It’s All About The Data

In today’s post I will try to give a few tips on how to structure your cross-platform rendering APIs to make it easier to achieve data parallelism when building command buffers for various graphics APIs.

This post will assume the input to the render backend (i.e. the system that is responsible for generating the final graphics API specific command buffers) will be some kind of graphics API agnostic command buffers, similar to what I described in “A modern rendering architecture”.

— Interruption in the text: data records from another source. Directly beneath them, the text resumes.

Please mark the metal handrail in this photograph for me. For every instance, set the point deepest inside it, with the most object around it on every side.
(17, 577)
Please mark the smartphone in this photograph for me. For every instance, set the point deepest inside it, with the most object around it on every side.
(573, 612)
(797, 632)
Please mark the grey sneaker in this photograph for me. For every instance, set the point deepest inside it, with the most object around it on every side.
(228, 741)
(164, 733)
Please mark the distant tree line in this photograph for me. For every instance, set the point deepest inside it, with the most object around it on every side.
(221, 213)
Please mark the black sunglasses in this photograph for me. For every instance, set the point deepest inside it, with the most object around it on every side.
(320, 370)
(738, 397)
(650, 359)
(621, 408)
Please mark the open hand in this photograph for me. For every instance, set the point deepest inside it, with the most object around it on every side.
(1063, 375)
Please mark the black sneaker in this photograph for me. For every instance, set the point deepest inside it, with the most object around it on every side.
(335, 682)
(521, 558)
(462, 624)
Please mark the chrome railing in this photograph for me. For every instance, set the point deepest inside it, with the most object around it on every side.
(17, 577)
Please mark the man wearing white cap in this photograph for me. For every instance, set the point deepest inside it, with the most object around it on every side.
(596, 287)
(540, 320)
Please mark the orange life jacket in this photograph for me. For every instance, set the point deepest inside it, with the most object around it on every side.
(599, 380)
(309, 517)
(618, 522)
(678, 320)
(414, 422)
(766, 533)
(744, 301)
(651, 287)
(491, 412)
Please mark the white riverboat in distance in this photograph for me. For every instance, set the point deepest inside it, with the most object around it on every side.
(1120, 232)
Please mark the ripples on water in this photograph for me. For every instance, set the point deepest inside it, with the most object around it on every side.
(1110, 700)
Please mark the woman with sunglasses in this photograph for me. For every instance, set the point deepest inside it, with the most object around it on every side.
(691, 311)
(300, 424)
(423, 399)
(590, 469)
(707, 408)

A big hurdle to overcome when trying to parallelize translating these graphics API agnostic command buffers into actual graphics API command buffers often arises from not having enough state knowledge about the graphics pipeline state at the job split points. Here’s a simple illustration of the problem:

^                  ^                  ^                 ^                  ^
|                  |                  |                 |                  |
job0               job1               job2              job3               job4

In the above much over-simplified example we have a total of 13 commands in our graphics API agnostic command buffer and we’d like to go wide and let each job translate 3 commands each into graphics API calls. For job0 everything is fine as we start with a clean slate and know the state of the graphics pipeline (i.e what render targets, shaders, etc. that are bound). But for job1 we somehow need to inherit the accumulated state changes from job0 before we can translate any commands, and for job2 we need to inherit the accumulated state changes from both job0 and job1, and so on.

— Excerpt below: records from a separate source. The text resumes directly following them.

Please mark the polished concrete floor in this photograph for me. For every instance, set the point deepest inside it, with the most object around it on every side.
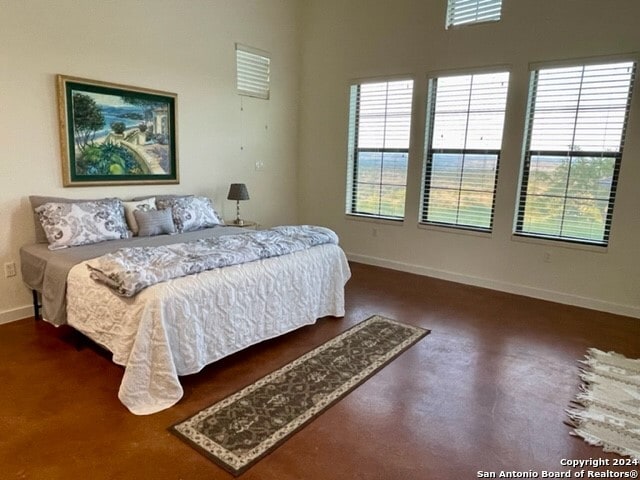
(484, 392)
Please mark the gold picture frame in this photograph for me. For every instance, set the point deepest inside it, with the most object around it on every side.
(113, 134)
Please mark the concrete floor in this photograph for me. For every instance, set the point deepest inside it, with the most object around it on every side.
(486, 391)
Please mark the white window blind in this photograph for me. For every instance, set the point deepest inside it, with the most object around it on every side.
(253, 72)
(378, 150)
(464, 139)
(462, 12)
(575, 136)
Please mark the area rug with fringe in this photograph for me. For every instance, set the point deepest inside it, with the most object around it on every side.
(607, 411)
(244, 427)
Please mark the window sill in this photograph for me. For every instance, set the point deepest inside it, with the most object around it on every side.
(558, 243)
(456, 230)
(382, 221)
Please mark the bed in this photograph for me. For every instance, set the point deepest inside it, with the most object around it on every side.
(178, 326)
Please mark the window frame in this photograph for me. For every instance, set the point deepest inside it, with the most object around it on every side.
(429, 151)
(351, 196)
(528, 153)
(255, 57)
(450, 16)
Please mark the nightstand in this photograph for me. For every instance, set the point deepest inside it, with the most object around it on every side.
(246, 224)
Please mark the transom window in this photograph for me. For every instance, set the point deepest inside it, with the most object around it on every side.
(465, 118)
(575, 135)
(378, 150)
(464, 12)
(253, 70)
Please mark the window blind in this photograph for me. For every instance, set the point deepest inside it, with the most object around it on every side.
(252, 72)
(378, 153)
(574, 140)
(461, 12)
(464, 139)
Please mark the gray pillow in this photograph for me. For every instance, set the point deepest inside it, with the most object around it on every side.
(154, 222)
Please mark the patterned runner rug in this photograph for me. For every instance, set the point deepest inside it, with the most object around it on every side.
(239, 430)
(608, 412)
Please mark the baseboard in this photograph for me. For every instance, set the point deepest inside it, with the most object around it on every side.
(550, 295)
(16, 314)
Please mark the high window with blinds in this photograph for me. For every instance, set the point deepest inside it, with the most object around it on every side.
(464, 12)
(378, 150)
(575, 135)
(465, 118)
(252, 72)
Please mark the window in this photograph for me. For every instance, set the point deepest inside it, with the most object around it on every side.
(463, 12)
(575, 133)
(465, 117)
(378, 153)
(252, 70)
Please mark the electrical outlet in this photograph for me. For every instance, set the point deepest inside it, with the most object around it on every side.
(9, 269)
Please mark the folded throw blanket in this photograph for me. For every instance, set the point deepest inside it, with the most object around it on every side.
(129, 270)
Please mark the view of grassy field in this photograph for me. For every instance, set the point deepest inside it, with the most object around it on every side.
(568, 196)
(381, 183)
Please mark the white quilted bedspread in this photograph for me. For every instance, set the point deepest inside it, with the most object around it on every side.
(177, 327)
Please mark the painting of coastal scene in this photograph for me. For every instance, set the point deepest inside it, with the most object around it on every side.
(113, 134)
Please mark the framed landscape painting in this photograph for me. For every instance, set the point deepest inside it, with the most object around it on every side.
(114, 134)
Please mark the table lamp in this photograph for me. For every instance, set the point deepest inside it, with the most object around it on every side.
(237, 192)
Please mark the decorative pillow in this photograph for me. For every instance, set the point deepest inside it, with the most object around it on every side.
(82, 223)
(140, 206)
(37, 200)
(191, 213)
(154, 222)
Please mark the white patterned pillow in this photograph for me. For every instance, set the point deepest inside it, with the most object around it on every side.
(137, 206)
(191, 213)
(82, 223)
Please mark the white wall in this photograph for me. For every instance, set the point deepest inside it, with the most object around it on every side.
(345, 40)
(186, 47)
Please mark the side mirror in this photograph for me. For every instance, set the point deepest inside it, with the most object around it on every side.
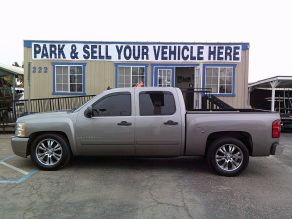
(88, 112)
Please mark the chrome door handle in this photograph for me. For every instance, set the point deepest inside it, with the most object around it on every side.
(124, 123)
(170, 122)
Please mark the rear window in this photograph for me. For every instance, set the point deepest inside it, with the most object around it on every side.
(154, 103)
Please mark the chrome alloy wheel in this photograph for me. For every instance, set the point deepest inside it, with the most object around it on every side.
(49, 152)
(229, 157)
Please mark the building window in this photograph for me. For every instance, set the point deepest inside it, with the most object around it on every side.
(129, 76)
(69, 79)
(220, 79)
(164, 77)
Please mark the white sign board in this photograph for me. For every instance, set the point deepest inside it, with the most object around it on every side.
(137, 52)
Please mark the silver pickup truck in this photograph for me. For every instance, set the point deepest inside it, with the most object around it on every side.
(147, 121)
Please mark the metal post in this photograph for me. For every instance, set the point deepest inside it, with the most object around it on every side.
(29, 86)
(13, 97)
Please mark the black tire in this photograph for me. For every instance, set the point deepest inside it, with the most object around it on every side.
(61, 156)
(231, 159)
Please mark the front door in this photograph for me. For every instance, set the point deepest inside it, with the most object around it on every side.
(158, 124)
(110, 131)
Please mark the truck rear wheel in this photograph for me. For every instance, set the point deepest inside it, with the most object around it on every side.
(228, 156)
(50, 151)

This typically leads to having to do a serial scanning pass over all commands to accumulate pipeline state changes and record the starting pipeline state for each job before we can launch the jobs. While this won’t be a problem if you only have a handful of commands it might start to hurt performance when you’re dealing with tens of thousands of commands.

While I don’t have an elegant solution to this problem I do have a few tips and tricks for how to make this serial scanning pass fairly efficient and less cumbersome to implement.

1. Separate command header from command data

Keep the command header as lightweight as possible, separated from the command data. Here’s an example of what that might look like:

struct tm_renderer_command_t
    uint64_t sort_key;
    uint32_t type;
    void *data;

The sort_key is used for ordering commands across one or multiple graphics API agnostic command buffers. type is an enum describing the command type and defines how to interpret data.

By decoupling the header from the actual data for the command we can significantly reduce the amount of memory that we’ll have to touch during the state scanning pass. Our current data structure for representing a draw call is 60 bytes, and while that is a somewhat beefy command it’s uncommon to have command data smaller than 8 bytes. If that still happens there’s nothing stopping us from just shoving the command data directly into void *data.

An important observation is that the number of commands that affects pipeline state will typically be much fewer than e.g. draw commands — so our goal is mainly to find them as quickly as possible. Practically what that means is to loop over a huge number of tm_render_command_t and look at each type enum and decide if its a command that will affect the pipeline state or not, most of the time the answer will be no. So with that in mind, can we do better?

An obvious improvement to the above suggested command header layout is to move from an AoS (Array of Structures) memory layout to SoA (Structure of Arrays) memory layout:

struct tm_renderer_commands_t
    uint64_t *sort_keys;
    uint32_t *types;
    void **data;

Data oriented design 101 — since we are only interested in the type enum to decide if the command is relevant or not this rewrite will significantly speed up the loop as we will drastically decrease the number of cache misses.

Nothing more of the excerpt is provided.